Netflix plans to offer a cheaper and ad-supported plan to consumers within a year or two, the world’s largest streaming service said, as it pushes to tap a wider set of potential customers.
The firm, which reported a loss of 200,000 subscribers in the first quarter, will introduce the ad-supported plan to give customers more choice, company’s co-chief executive Reed Hastings said at the earnings call Tuesday.
The upcoming ad-supported plan, marks a major shift in how Netflix has previously viewed advertisement in its 25-year history. Hastings acknowledged the major move, saying the model has matured enough and proven successful for rivals such as Hulu. “We don’t have any doubt that it works,” he said.
“Those who have followed Netflix know that I have been against the complexity of advertising and a big fan of the simplicity of subscription,” he said. “But I am a bigger fan of consumer choice. Allowing consumers who would like to have lower price and are advertising tolerant get what they want they want makes a lot of sense.”

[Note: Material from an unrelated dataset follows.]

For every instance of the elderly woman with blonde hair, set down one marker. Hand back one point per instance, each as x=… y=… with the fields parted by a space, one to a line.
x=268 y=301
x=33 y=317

Netflix, which reported its first subscriber loss in more than a decade, is not viewing an ad-supported model as a “short-term fix,” Hastings said.
“In terms of the profit potential, definitely the online ad market has advanced and now you don’t have to incorporate all the information about people that you used to. So we can be a great publisher and have other [companies] do all the fancy ad-matching and integrate all the data about people. So we can stay out of that.”